GS : Satu hal yang mungkin bisa kita lihat di sana bahwa menghadapi orang yang sakit seperti ini, kasih yang sering kita bicarakan, yang kita sering alami itu perlu dibagikan kepada orang yang sakit. Dan juga kepada orang-orang yang disekelilingnya karena semua itu pasti peka semua kalau sudah begitu. Anak-anak juga seperti itu, tapi kita harus menyadari bahwa yang sakit ini harus lebih mendapat prioritas untuk merasakan kasih Tuhan itu melalui kita. Dan saya sangat percaya bahwa segala sesuatu akan bekerja bersama-sama mendatangkan kebaikan bagi orang-orang yang percaya kepada Tuhan.
Jadi demikianlah tadi para pendengar yang kami kasihi, kami telah mempersembahkan ke hadapan Anda, sebuah perbincangan tentang bagaimana merawat anggota keluarga yang sedang sakit di dalam sebuah acara yang kami beri nama TELAGA (Tegur Sapa Gembala Keluarga). Kami di studio dengan Ibu Dr. Vivian Andriani Soesilo, Ibu Dr. Yanti dan saya sendiri Gunawan Santoso dan Ibu Idayanti Raharjo mengucapkan banyak terima kasih untuk perhatian Anda sekalian dan apabila Anda mempunyai saran-saran serta pertanyaan-pertanyaan tentang masalah ini kami persilakan Anda menghubungi kami lewat surat.
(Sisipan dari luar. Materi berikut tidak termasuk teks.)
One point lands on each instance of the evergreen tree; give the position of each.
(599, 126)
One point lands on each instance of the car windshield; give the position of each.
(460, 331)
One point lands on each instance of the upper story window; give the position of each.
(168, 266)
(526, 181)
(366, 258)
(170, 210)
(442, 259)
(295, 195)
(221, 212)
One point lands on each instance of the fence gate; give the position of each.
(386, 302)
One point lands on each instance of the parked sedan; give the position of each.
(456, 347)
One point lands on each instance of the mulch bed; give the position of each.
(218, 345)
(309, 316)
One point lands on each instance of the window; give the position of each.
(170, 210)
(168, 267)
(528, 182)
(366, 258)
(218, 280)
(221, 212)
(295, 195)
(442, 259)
Kami percaya acara ini bisa menjadi berkat bagi kita sekalian. Alamatkan surat Anda ke Lembaga Bina Keluarga Kristen atau LBKK Jl. Cimanuk 58 Malang. Saran-saran, pertanyaan dan tanggapan Anda sangat kami nantikan. Dan dari studio kami berempat mengucapkan sampai jumpa pada acara TELAGA yang akan datang.
PERTANYAAN KASET T 35A
- Apakah yang membuat seorang istri bisa bertahan selama 12 tahun dalam menghadapi atau merawat orang yang sedang sakit stroke?
- Bagaimana memungkinkan keadaan yang lebih baik, meski tidak sembuh secara total?
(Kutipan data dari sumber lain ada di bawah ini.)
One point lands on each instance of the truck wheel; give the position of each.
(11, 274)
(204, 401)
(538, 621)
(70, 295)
- Dalam menghadapi sakit yang seperti ini, apakah berpengaruh terhadap imannya?
- Bagaimana menyikapi saran pengobatan yang tidak cocok dengan kita misalnya pengobatan alternatif?
- Bagaimana cara agar bisa menumbuhkan kasih ketika merawat orang yang sedang sakit?
- Dengan cara apa kita bisa mengetahui bahwa permintaan seorang yang sakit itu normal atau tidak normal?